In 2011, Allecia Vermillion of Eater Seattle said the Cherry Street chain's "internationally influenced menu includes a veggie burger that over the years has quietly racked up legions of rabid devotees, both vegetarian and omnivore". The website's Megan Hill included the business in a 2021 overview of Seattle's best "coffee shop bites" and wrote: "Cherry Street Coffee serves solid brews across its four locations, but the extensive food menu is a definitive draw.
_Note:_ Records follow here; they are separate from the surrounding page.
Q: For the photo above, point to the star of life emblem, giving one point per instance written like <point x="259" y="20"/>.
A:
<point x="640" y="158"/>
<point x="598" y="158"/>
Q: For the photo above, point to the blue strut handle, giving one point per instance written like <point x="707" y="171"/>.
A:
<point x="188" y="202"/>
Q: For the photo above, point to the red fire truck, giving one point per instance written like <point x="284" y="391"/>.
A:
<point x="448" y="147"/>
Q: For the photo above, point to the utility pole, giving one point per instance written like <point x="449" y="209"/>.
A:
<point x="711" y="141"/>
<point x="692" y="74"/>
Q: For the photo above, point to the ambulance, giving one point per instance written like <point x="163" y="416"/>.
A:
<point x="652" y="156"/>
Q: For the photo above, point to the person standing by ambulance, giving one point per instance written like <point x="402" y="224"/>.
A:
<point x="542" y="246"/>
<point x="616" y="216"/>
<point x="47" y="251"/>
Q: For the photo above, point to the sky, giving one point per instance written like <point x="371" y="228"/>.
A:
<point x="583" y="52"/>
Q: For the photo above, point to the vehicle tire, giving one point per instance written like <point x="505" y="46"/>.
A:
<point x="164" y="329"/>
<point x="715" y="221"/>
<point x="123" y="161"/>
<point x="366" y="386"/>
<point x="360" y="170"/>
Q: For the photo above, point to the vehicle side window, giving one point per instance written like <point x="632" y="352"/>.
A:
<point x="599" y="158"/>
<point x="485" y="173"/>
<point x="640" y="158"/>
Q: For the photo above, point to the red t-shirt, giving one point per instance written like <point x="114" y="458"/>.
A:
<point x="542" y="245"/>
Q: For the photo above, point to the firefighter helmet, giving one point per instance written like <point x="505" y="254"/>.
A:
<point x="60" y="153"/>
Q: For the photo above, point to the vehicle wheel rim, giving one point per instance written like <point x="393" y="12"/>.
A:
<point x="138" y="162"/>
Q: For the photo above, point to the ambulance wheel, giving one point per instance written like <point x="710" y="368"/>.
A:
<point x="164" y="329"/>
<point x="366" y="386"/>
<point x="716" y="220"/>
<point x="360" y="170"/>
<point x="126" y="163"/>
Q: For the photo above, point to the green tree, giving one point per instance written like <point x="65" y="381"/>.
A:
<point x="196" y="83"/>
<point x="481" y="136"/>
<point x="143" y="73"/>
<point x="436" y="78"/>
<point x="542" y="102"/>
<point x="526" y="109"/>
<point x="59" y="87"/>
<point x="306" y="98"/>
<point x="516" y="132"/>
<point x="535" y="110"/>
The menu is mostly built from ingredients made onsite, from pastries baked daily to bagel breakfast sandwiches to the Persian rice bowl and falafel." Brittany Fowler selected Cherry Street to represent Seattle in Business Insiders 2015 list of the best coffee shops in 13 major U.S. cities. The Daily Hive included the business in a 2020 list of the "12 best coffee shops to visit in Seattle".

In 2022, Molly O'Brien of Fodor's recommended, "Visit Cherry Street Coffee House to experience a welcoming community space that's been a part of the Seattle brew scene since the late 90s". Alison Fox included the business in Travel + Leisures 2022 list the "coolest" coffee shops in the U.S. and said, "Seattle is known for its rainy weather, and this Seattle-based mini coffee chain is the perfect place to spend a cozy afternoon when the climate isn't exactly cooperating".